1 In addition, section 250.48, Florida Statutes, applies to state-ordered duty and provides that members of the National Guard employed by the state or a county, municipality, or school district are entitled to up to 30 days leave “without loss of pay, time, or efficiency rating” when called to duty for an event, disaster, or operation under section 250.28 or 252.36. Under section 115.14, Florida Statutes, state, county, and municipal employers have the discretion to provide reservist employees with differential pay after the 240-hour ceiling has been reached, which refers to the difference between a servicemember’s military pay and civilian pay.
2 See 32 C.F.R. § 104.6(a)(2)(iii)(B)(2),
3 See 38 U.S.C. § 4312(f).
4 See, e.g., Brennan v. City of Miami, 146 So. 3d 119 (Fla. 3d DCA 2014). In that case, the City of Miami required employee veterans to submit Department of Defense service discharge records when seeking preference in promotion as a veteran permitted by section 295.09, Florida Statutes (2012). The City denied veteran preference to a former Marine Reservist because he did not provide a particular active-duty discharge record. The Third District concluded that he was wrongfully denied the veteran preference, observing that section 295.09 did not require documentation, nor did the applicable administrative rule. The court stated that a municipality may not enact legislation concurrent with a state statute if it conflicts with the statute, and that a local provision cannot “‘stand as an obstacle to the execution of the full purposes of the statute.’” Id. at 124 (quoting City of Palm Bay, 114 So. 3d at 928 (citing 5 McQuillin Mun. Corp. § 15:16 (3d ed. 2012)).

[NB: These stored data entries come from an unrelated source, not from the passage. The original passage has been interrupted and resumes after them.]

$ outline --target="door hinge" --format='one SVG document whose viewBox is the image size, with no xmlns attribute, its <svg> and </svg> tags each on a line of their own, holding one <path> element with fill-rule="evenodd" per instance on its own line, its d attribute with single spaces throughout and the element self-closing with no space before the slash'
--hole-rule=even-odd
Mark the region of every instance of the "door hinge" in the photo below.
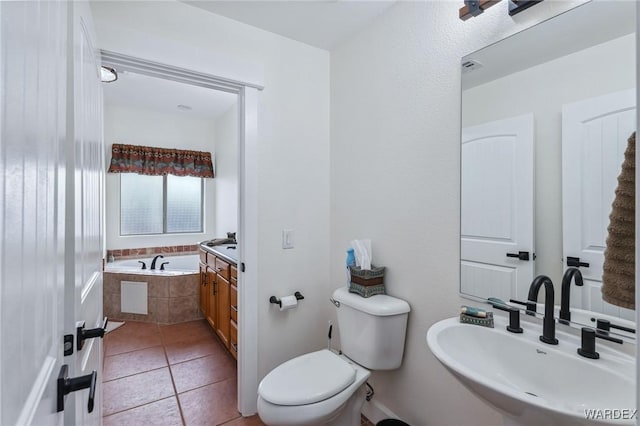
<svg viewBox="0 0 640 426">
<path fill-rule="evenodd" d="M 244 262 L 240 263 L 240 272 L 244 272 Z"/>
</svg>

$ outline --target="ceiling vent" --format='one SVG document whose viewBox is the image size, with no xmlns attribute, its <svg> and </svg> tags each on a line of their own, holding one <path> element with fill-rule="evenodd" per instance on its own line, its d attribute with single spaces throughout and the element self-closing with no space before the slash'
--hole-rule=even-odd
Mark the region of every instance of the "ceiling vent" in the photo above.
<svg viewBox="0 0 640 426">
<path fill-rule="evenodd" d="M 482 68 L 482 64 L 474 59 L 468 59 L 462 63 L 462 73 L 468 73 Z"/>
</svg>

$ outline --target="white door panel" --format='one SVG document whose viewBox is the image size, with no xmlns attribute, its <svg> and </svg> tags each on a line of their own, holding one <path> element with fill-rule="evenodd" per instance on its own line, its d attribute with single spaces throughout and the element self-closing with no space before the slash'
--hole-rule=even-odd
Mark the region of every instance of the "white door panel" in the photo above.
<svg viewBox="0 0 640 426">
<path fill-rule="evenodd" d="M 78 323 L 86 329 L 101 328 L 102 257 L 103 257 L 103 187 L 104 149 L 102 139 L 102 86 L 100 60 L 93 45 L 95 35 L 86 2 L 73 2 L 70 21 L 73 25 L 73 52 L 69 69 L 73 72 L 73 92 L 69 98 L 74 111 L 73 156 L 68 158 L 67 192 L 72 193 L 73 228 L 67 234 L 67 303 L 73 306 L 66 320 L 75 331 Z M 71 223 L 69 220 L 67 223 Z M 77 349 L 77 348 L 76 348 Z M 69 395 L 65 408 L 67 423 L 100 424 L 102 418 L 102 340 L 87 339 L 82 349 L 68 358 L 73 376 L 96 371 L 94 408 L 88 412 L 88 390 Z"/>
<path fill-rule="evenodd" d="M 102 95 L 90 38 L 75 30 L 86 11 L 0 2 L 3 425 L 101 421 L 99 387 L 91 416 L 88 390 L 67 395 L 64 414 L 57 407 L 63 364 L 69 377 L 102 365 L 100 339 L 63 355 L 77 319 L 102 324 Z"/>
<path fill-rule="evenodd" d="M 64 2 L 0 2 L 2 425 L 63 420 L 66 10 Z"/>
<path fill-rule="evenodd" d="M 569 256 L 589 264 L 580 271 L 590 288 L 580 292 L 583 297 L 576 297 L 572 306 L 614 316 L 626 313 L 602 301 L 602 264 L 617 177 L 627 139 L 636 129 L 635 116 L 635 89 L 562 108 L 563 257 L 565 268 Z"/>
<path fill-rule="evenodd" d="M 462 129 L 461 291 L 526 299 L 533 280 L 533 115 Z M 529 252 L 529 261 L 507 253 Z"/>
</svg>

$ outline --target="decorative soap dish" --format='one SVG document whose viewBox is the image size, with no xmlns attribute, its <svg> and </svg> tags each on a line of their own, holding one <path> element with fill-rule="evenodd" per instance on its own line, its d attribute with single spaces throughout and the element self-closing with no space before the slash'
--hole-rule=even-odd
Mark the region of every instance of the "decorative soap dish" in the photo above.
<svg viewBox="0 0 640 426">
<path fill-rule="evenodd" d="M 493 312 L 487 312 L 487 316 L 484 318 L 460 313 L 460 322 L 493 328 Z"/>
</svg>

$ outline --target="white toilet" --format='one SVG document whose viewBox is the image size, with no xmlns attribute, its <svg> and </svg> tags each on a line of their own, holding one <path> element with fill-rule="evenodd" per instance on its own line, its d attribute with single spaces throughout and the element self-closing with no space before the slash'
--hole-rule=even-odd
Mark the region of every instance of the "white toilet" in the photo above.
<svg viewBox="0 0 640 426">
<path fill-rule="evenodd" d="M 269 426 L 360 425 L 369 370 L 402 364 L 409 304 L 387 295 L 363 298 L 339 288 L 342 355 L 323 349 L 274 368 L 258 387 L 258 414 Z"/>
</svg>

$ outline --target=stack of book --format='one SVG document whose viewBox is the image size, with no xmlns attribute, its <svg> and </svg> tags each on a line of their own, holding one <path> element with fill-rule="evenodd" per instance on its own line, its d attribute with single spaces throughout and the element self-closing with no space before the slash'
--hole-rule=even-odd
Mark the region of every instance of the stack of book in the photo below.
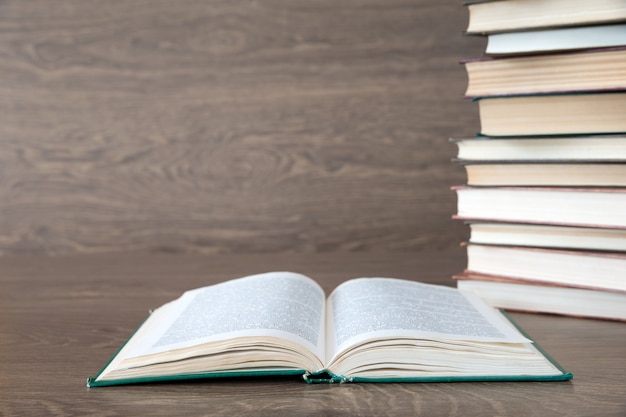
<svg viewBox="0 0 626 417">
<path fill-rule="evenodd" d="M 626 320 L 626 2 L 471 1 L 476 137 L 453 139 L 470 228 L 459 288 L 496 307 Z"/>
</svg>

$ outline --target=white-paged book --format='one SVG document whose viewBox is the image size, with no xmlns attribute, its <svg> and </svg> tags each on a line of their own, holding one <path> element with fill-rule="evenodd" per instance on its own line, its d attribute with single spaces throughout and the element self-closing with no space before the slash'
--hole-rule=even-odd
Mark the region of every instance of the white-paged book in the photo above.
<svg viewBox="0 0 626 417">
<path fill-rule="evenodd" d="M 626 321 L 626 292 L 541 285 L 503 277 L 464 274 L 457 287 L 507 310 Z"/>
<path fill-rule="evenodd" d="M 626 252 L 625 229 L 473 222 L 469 243 Z"/>
<path fill-rule="evenodd" d="M 626 161 L 626 136 L 451 139 L 463 161 Z"/>
<path fill-rule="evenodd" d="M 467 4 L 466 33 L 487 34 L 622 23 L 623 0 L 507 0 Z"/>
<path fill-rule="evenodd" d="M 468 274 L 626 292 L 626 255 L 617 252 L 467 244 Z"/>
<path fill-rule="evenodd" d="M 453 187 L 465 221 L 626 229 L 626 188 Z"/>
<path fill-rule="evenodd" d="M 626 24 L 494 33 L 487 37 L 485 52 L 525 54 L 622 45 L 626 45 Z"/>
</svg>

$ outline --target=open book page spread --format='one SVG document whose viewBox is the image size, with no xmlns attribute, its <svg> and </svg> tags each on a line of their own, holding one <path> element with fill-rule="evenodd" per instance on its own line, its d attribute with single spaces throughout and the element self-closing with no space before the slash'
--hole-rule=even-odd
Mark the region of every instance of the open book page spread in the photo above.
<svg viewBox="0 0 626 417">
<path fill-rule="evenodd" d="M 268 336 L 323 356 L 324 302 L 324 292 L 315 281 L 289 272 L 252 275 L 187 291 L 153 313 L 159 315 L 158 324 L 126 357 L 155 356 L 235 337 Z"/>
</svg>

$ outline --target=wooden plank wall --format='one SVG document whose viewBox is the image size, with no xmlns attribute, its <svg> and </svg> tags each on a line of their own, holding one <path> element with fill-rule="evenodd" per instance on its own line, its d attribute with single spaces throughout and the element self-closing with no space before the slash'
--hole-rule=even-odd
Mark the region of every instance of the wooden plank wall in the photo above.
<svg viewBox="0 0 626 417">
<path fill-rule="evenodd" d="M 458 245 L 467 11 L 0 2 L 0 253 Z"/>
</svg>

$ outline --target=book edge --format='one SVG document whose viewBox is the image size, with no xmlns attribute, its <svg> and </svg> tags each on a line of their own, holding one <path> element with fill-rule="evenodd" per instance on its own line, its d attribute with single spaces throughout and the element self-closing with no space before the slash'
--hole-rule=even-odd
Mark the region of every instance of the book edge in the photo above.
<svg viewBox="0 0 626 417">
<path fill-rule="evenodd" d="M 124 378 L 117 380 L 96 381 L 95 377 L 87 379 L 87 387 L 109 387 L 117 385 L 130 385 L 151 382 L 176 382 L 176 381 L 192 381 L 200 379 L 219 379 L 219 378 L 245 378 L 245 377 L 263 377 L 263 376 L 304 376 L 306 370 L 303 369 L 264 369 L 250 371 L 215 371 L 215 372 L 199 372 L 192 374 L 175 374 L 165 376 L 150 376 L 138 378 Z"/>
<path fill-rule="evenodd" d="M 111 364 L 111 362 L 113 362 L 115 360 L 117 355 L 120 354 L 122 349 L 124 349 L 124 347 L 130 342 L 130 340 L 133 337 L 135 337 L 135 334 L 137 334 L 139 329 L 141 329 L 146 324 L 146 322 L 148 321 L 150 316 L 152 316 L 153 311 L 154 310 L 150 310 L 148 312 L 148 316 L 139 324 L 139 326 L 137 326 L 135 328 L 135 330 L 130 334 L 130 336 L 126 339 L 126 341 L 124 343 L 122 343 L 122 345 L 115 351 L 115 353 L 109 358 L 109 360 L 100 368 L 100 370 L 98 372 L 96 372 L 96 374 L 94 376 L 87 378 L 87 387 L 99 386 L 100 381 L 96 381 L 96 380 L 102 375 L 104 370 Z"/>
</svg>

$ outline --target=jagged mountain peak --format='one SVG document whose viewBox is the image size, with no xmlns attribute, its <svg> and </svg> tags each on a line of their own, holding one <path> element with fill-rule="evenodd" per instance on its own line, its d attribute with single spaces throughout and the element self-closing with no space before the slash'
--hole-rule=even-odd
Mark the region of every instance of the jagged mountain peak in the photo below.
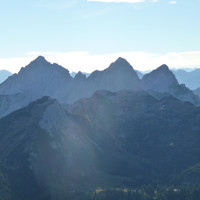
<svg viewBox="0 0 200 200">
<path fill-rule="evenodd" d="M 18 72 L 18 75 L 23 74 L 25 72 L 35 70 L 35 69 L 43 69 L 46 66 L 52 65 L 50 62 L 48 62 L 45 57 L 38 56 L 35 60 L 31 61 L 28 65 L 25 67 L 22 67 L 20 71 Z"/>
<path fill-rule="evenodd" d="M 35 62 L 43 62 L 43 61 L 46 61 L 45 57 L 44 56 L 38 56 L 35 60 Z M 34 62 L 33 61 L 33 62 Z"/>
<path fill-rule="evenodd" d="M 163 64 L 149 74 L 145 74 L 142 78 L 142 85 L 144 89 L 168 92 L 169 86 L 178 85 L 178 81 L 169 67 Z"/>
<path fill-rule="evenodd" d="M 119 57 L 115 62 L 127 62 L 125 58 Z"/>
<path fill-rule="evenodd" d="M 160 67 L 157 68 L 159 71 L 168 71 L 169 67 L 166 64 L 162 64 Z"/>
<path fill-rule="evenodd" d="M 152 74 L 157 74 L 157 73 L 159 73 L 159 74 L 164 73 L 164 74 L 168 74 L 168 75 L 173 75 L 173 73 L 170 71 L 169 67 L 166 64 L 161 65 L 160 67 L 154 69 L 153 71 L 151 71 L 150 73 L 148 73 L 146 75 L 148 76 L 150 74 L 152 75 Z M 175 76 L 174 76 L 174 78 L 175 78 Z"/>
<path fill-rule="evenodd" d="M 0 85 L 0 94 L 29 93 L 31 100 L 42 96 L 59 98 L 62 89 L 71 81 L 69 71 L 56 63 L 48 62 L 38 56 L 18 74 L 11 76 Z"/>
<path fill-rule="evenodd" d="M 31 61 L 25 68 L 32 68 L 32 67 L 37 67 L 37 66 L 46 66 L 50 65 L 51 63 L 48 62 L 45 57 L 43 56 L 38 56 L 35 60 Z"/>
<path fill-rule="evenodd" d="M 133 70 L 133 67 L 129 64 L 129 62 L 126 59 L 119 57 L 115 62 L 111 63 L 106 70 L 116 70 L 116 69 Z"/>
<path fill-rule="evenodd" d="M 130 63 L 122 58 L 119 57 L 116 61 L 112 62 L 108 68 L 104 69 L 103 71 L 98 71 L 95 70 L 94 72 L 91 73 L 91 75 L 89 76 L 89 79 L 93 79 L 96 78 L 97 76 L 101 75 L 104 76 L 105 74 L 120 74 L 120 76 L 122 76 L 122 72 L 126 73 L 128 72 L 128 74 L 135 76 L 135 79 L 137 79 L 137 81 L 139 80 L 139 77 L 137 76 L 136 71 L 133 69 L 133 67 L 130 65 Z"/>
<path fill-rule="evenodd" d="M 68 69 L 62 67 L 61 65 L 58 65 L 57 63 L 52 64 L 48 62 L 43 56 L 38 56 L 35 60 L 30 62 L 27 66 L 22 67 L 18 74 L 32 71 L 32 70 L 37 70 L 37 73 L 40 73 L 40 70 L 42 71 L 44 70 L 44 72 L 47 72 L 47 70 L 52 70 L 52 71 L 61 72 L 67 76 L 70 76 Z"/>
<path fill-rule="evenodd" d="M 140 79 L 133 67 L 123 58 L 115 62 L 103 71 L 94 71 L 88 80 L 94 82 L 97 90 L 130 90 L 138 88 Z"/>
<path fill-rule="evenodd" d="M 25 68 L 31 67 L 31 66 L 44 66 L 50 64 L 44 56 L 38 56 L 35 60 L 31 61 Z"/>
<path fill-rule="evenodd" d="M 48 73 L 50 72 L 58 72 L 62 73 L 64 76 L 70 77 L 69 70 L 58 65 L 57 63 L 48 62 L 45 57 L 38 56 L 35 60 L 30 62 L 27 66 L 22 67 L 19 71 L 18 75 L 24 76 L 24 74 L 35 71 L 35 73 Z"/>
<path fill-rule="evenodd" d="M 178 84 L 178 81 L 176 80 L 176 77 L 174 74 L 170 71 L 169 67 L 166 64 L 161 65 L 157 69 L 153 70 L 152 72 L 145 74 L 143 77 L 143 80 L 151 79 L 151 78 L 162 78 L 170 79 L 174 83 Z"/>
</svg>

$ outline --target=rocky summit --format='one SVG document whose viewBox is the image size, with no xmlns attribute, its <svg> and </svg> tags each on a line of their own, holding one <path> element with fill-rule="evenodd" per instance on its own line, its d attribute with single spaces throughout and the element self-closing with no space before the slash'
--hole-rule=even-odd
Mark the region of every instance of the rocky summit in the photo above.
<svg viewBox="0 0 200 200">
<path fill-rule="evenodd" d="M 147 90 L 168 92 L 173 85 L 178 85 L 178 81 L 167 65 L 161 65 L 142 78 L 142 86 Z"/>
</svg>

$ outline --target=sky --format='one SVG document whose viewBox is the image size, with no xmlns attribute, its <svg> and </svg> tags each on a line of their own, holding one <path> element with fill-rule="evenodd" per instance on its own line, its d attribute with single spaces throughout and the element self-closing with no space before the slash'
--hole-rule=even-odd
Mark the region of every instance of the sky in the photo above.
<svg viewBox="0 0 200 200">
<path fill-rule="evenodd" d="M 200 67 L 200 0 L 0 0 L 0 69 L 42 55 L 69 71 L 123 57 L 141 71 Z"/>
</svg>

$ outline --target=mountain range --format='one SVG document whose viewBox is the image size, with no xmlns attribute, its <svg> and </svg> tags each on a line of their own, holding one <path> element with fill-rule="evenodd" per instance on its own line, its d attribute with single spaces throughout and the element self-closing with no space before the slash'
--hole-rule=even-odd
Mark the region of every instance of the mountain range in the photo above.
<svg viewBox="0 0 200 200">
<path fill-rule="evenodd" d="M 81 72 L 82 74 L 86 75 L 86 77 L 88 77 L 90 75 L 90 73 L 86 73 L 86 72 Z M 140 72 L 139 70 L 136 70 L 136 73 L 139 77 L 139 79 L 142 79 L 142 77 L 144 76 L 143 72 Z M 76 76 L 77 72 L 71 72 L 70 75 L 74 78 Z"/>
<path fill-rule="evenodd" d="M 118 58 L 73 78 L 39 56 L 0 84 L 0 199 L 198 184 L 199 103 L 167 65 L 140 79 Z"/>
<path fill-rule="evenodd" d="M 91 97 L 98 90 L 117 92 L 123 89 L 145 90 L 156 97 L 161 93 L 162 96 L 173 95 L 180 100 L 200 104 L 199 97 L 184 85 L 179 85 L 166 65 L 139 79 L 133 67 L 125 59 L 118 58 L 107 69 L 94 71 L 88 78 L 81 72 L 73 78 L 67 69 L 39 56 L 0 84 L 0 116 L 43 96 L 57 99 L 62 104 L 72 104 L 80 98 Z"/>
</svg>

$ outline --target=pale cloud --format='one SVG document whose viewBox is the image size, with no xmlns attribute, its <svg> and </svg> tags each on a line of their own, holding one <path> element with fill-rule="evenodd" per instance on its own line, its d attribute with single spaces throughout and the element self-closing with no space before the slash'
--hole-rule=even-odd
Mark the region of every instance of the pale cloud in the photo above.
<svg viewBox="0 0 200 200">
<path fill-rule="evenodd" d="M 142 51 L 119 52 L 113 54 L 94 55 L 85 51 L 78 52 L 29 52 L 24 57 L 0 58 L 0 69 L 6 69 L 12 73 L 18 72 L 37 56 L 43 55 L 51 63 L 58 63 L 69 71 L 92 72 L 103 70 L 118 57 L 123 57 L 141 71 L 152 70 L 162 64 L 170 68 L 197 68 L 200 67 L 200 51 L 169 52 L 157 54 Z"/>
<path fill-rule="evenodd" d="M 21 67 L 26 66 L 34 58 L 35 56 L 0 58 L 0 70 L 5 69 L 12 73 L 17 73 Z"/>
<path fill-rule="evenodd" d="M 87 1 L 98 1 L 104 3 L 141 3 L 147 0 L 87 0 Z"/>
<path fill-rule="evenodd" d="M 176 4 L 177 1 L 169 1 L 170 4 Z"/>
<path fill-rule="evenodd" d="M 103 3 L 144 3 L 144 2 L 156 3 L 160 0 L 87 0 L 87 1 L 103 2 Z"/>
<path fill-rule="evenodd" d="M 108 13 L 110 13 L 112 11 L 111 7 L 107 7 L 107 8 L 103 8 L 91 13 L 85 13 L 82 15 L 82 17 L 80 18 L 81 20 L 85 20 L 85 19 L 90 19 L 90 18 L 95 18 L 98 16 L 102 16 L 102 15 L 106 15 Z"/>
<path fill-rule="evenodd" d="M 78 0 L 42 0 L 37 3 L 38 7 L 53 9 L 53 10 L 62 10 L 71 8 L 78 3 Z"/>
</svg>

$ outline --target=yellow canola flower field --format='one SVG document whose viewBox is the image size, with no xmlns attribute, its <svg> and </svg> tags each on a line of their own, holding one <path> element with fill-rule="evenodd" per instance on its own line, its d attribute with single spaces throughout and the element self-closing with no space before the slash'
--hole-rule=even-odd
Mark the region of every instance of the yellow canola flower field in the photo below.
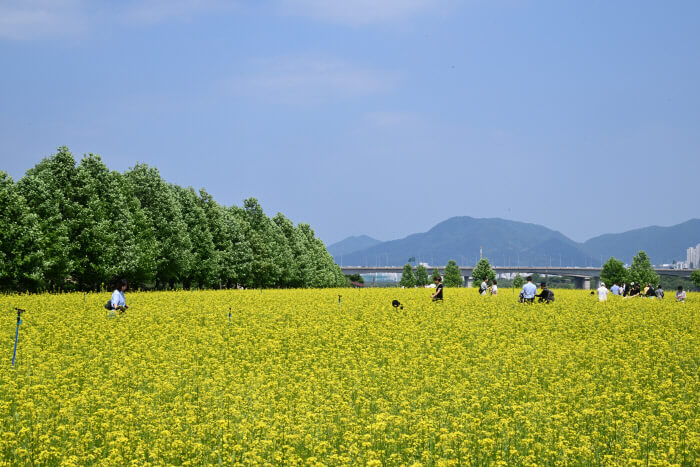
<svg viewBox="0 0 700 467">
<path fill-rule="evenodd" d="M 0 296 L 0 464 L 700 462 L 698 294 L 429 294 Z"/>
</svg>

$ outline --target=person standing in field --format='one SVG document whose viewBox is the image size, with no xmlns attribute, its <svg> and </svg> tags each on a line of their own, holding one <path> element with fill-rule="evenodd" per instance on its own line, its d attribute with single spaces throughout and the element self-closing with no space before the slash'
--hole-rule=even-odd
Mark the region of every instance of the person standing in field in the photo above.
<svg viewBox="0 0 700 467">
<path fill-rule="evenodd" d="M 599 302 L 604 302 L 605 300 L 608 299 L 608 288 L 605 287 L 605 282 L 600 283 L 600 287 L 598 287 L 598 301 Z"/>
<path fill-rule="evenodd" d="M 494 279 L 493 284 L 491 284 L 491 295 L 498 295 L 498 281 L 496 281 L 496 279 Z"/>
<path fill-rule="evenodd" d="M 685 291 L 683 290 L 682 285 L 678 286 L 678 291 L 676 292 L 676 301 L 685 302 Z"/>
<path fill-rule="evenodd" d="M 617 285 L 617 282 L 614 282 L 612 287 L 610 287 L 610 293 L 613 295 L 620 295 L 620 286 Z"/>
<path fill-rule="evenodd" d="M 435 293 L 431 295 L 434 302 L 442 301 L 442 277 L 435 276 Z"/>
<path fill-rule="evenodd" d="M 486 291 L 489 289 L 489 283 L 486 282 L 486 278 L 481 281 L 481 286 L 479 286 L 479 295 L 486 295 Z"/>
<path fill-rule="evenodd" d="M 527 276 L 527 282 L 523 285 L 523 290 L 520 292 L 522 302 L 532 303 L 535 301 L 537 294 L 537 286 L 532 283 L 532 276 Z"/>
</svg>

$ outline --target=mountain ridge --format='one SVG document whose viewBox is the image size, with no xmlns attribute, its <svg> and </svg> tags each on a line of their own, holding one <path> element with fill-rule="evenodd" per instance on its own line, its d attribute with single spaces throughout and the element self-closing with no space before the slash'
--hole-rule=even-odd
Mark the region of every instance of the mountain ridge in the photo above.
<svg viewBox="0 0 700 467">
<path fill-rule="evenodd" d="M 662 264 L 685 259 L 685 249 L 700 243 L 700 219 L 669 227 L 649 226 L 603 234 L 576 242 L 540 224 L 498 217 L 454 216 L 425 232 L 377 241 L 336 256 L 333 247 L 346 240 L 328 247 L 341 265 L 400 266 L 411 257 L 430 264 L 445 264 L 449 259 L 475 264 L 480 248 L 483 256 L 497 266 L 598 266 L 610 256 L 631 263 L 639 250 L 645 250 L 652 263 Z"/>
</svg>

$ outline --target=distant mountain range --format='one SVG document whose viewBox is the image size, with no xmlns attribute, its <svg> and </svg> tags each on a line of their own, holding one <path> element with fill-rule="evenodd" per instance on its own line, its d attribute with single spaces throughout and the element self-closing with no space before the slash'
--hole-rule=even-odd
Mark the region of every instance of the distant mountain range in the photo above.
<svg viewBox="0 0 700 467">
<path fill-rule="evenodd" d="M 537 224 L 462 216 L 399 240 L 348 237 L 330 245 L 328 251 L 345 266 L 401 266 L 412 257 L 431 265 L 444 265 L 450 259 L 472 265 L 480 247 L 495 266 L 599 266 L 610 256 L 629 264 L 639 250 L 645 250 L 654 264 L 671 263 L 685 259 L 686 249 L 698 243 L 700 219 L 605 234 L 578 243 Z"/>
<path fill-rule="evenodd" d="M 376 238 L 368 237 L 367 235 L 357 235 L 330 245 L 328 247 L 328 252 L 332 254 L 333 257 L 339 257 L 373 247 L 379 243 L 382 243 L 381 240 L 377 240 Z"/>
</svg>

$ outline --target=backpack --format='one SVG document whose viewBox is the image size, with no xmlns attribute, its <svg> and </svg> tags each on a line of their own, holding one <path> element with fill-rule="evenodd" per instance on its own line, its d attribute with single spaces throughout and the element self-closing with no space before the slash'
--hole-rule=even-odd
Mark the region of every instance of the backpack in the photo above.
<svg viewBox="0 0 700 467">
<path fill-rule="evenodd" d="M 112 311 L 112 299 L 110 298 L 107 300 L 107 303 L 105 303 L 105 308 L 107 308 L 109 311 Z"/>
</svg>

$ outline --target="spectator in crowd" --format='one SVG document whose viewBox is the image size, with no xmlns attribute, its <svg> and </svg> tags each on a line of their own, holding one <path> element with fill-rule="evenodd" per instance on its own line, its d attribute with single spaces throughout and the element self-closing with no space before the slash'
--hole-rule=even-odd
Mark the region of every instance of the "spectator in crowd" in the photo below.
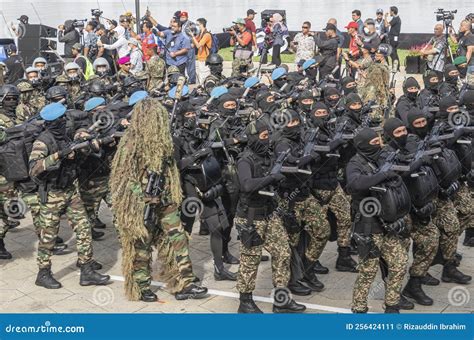
<svg viewBox="0 0 474 340">
<path fill-rule="evenodd" d="M 364 22 L 361 17 L 362 13 L 358 9 L 352 11 L 352 20 L 357 24 L 357 33 L 360 35 L 364 33 Z"/>
<path fill-rule="evenodd" d="M 402 20 L 398 16 L 398 8 L 395 6 L 390 7 L 390 16 L 392 17 L 392 20 L 388 21 L 388 15 L 388 13 L 385 13 L 385 27 L 390 27 L 390 31 L 388 32 L 388 41 L 392 46 L 392 54 L 390 55 L 390 58 L 392 59 L 392 67 L 395 60 L 399 64 L 398 67 L 400 67 L 397 47 L 398 39 L 400 37 L 400 30 L 402 28 Z"/>
<path fill-rule="evenodd" d="M 288 29 L 283 23 L 283 17 L 280 13 L 273 13 L 270 18 L 271 32 L 273 34 L 273 46 L 272 46 L 272 64 L 280 66 L 281 57 L 280 51 L 281 47 L 285 44 L 285 35 L 288 35 Z"/>
<path fill-rule="evenodd" d="M 315 42 L 313 34 L 311 33 L 311 23 L 309 21 L 303 22 L 301 25 L 301 32 L 298 32 L 291 46 L 296 51 L 295 63 L 300 60 L 308 60 L 314 57 Z"/>
<path fill-rule="evenodd" d="M 74 56 L 74 62 L 81 68 L 82 74 L 85 80 L 89 80 L 94 75 L 94 67 L 90 62 L 89 58 L 81 53 L 82 45 L 79 43 L 74 44 L 72 47 L 72 55 Z"/>
<path fill-rule="evenodd" d="M 338 43 L 338 46 L 337 46 L 337 63 L 339 65 L 339 70 L 337 70 L 336 73 L 334 73 L 334 76 L 339 79 L 340 78 L 340 74 L 341 74 L 341 64 L 342 64 L 342 49 L 344 47 L 344 42 L 345 42 L 345 38 L 344 38 L 344 34 L 342 34 L 342 32 L 339 30 L 339 28 L 337 28 L 337 20 L 335 18 L 330 18 L 327 22 L 327 24 L 332 24 L 334 26 L 336 26 L 336 35 L 337 37 L 339 38 L 339 43 Z"/>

5 Other jurisdictions that have established policies requiring documentation for military leave with pay include Indiana (Ind. Military Leave Responsibilities & Procedures, p. 4: “Employees who are members of the Armed Forces Reserves of the Indiana National Guard are entitled to not more than fifteen (15) calendar days leave in each calendar year in which military service … is performed, without loss of pay or vacation time. To receive pay, the employee is required to submit a written order or official statement requiring the military duty. Paid military leave is charged in accordance with the military orders for each day the employee is scheduled to work during the dates of the orders.”); North Carolina (N.C. State Human Resources Manual, Military Leave, § 5, p. 91: “The employing agency shall require the employee, or an appropriate officer of the uniformed service in which such service is performed, to provide written or verbal notice of any service. For periods eligible for military leave with differential pay, the agency shall require the employee to provide a copy of the Leave and Earnings Statement or similar document covering the period eligible for differential pay.”); and Virginia (Va. Dept. of Human Resource Mgmt. Policies & Procedure Manual 4.50, Agency Responsibilities, p. 13: “Agencies should establish guidelines for employees to follow for submitting requests for military leaves of absence and for monitoring such leaves to ensure that no more than 15 work days … with pay are granted for military training and active duty in a federal fiscal year.”).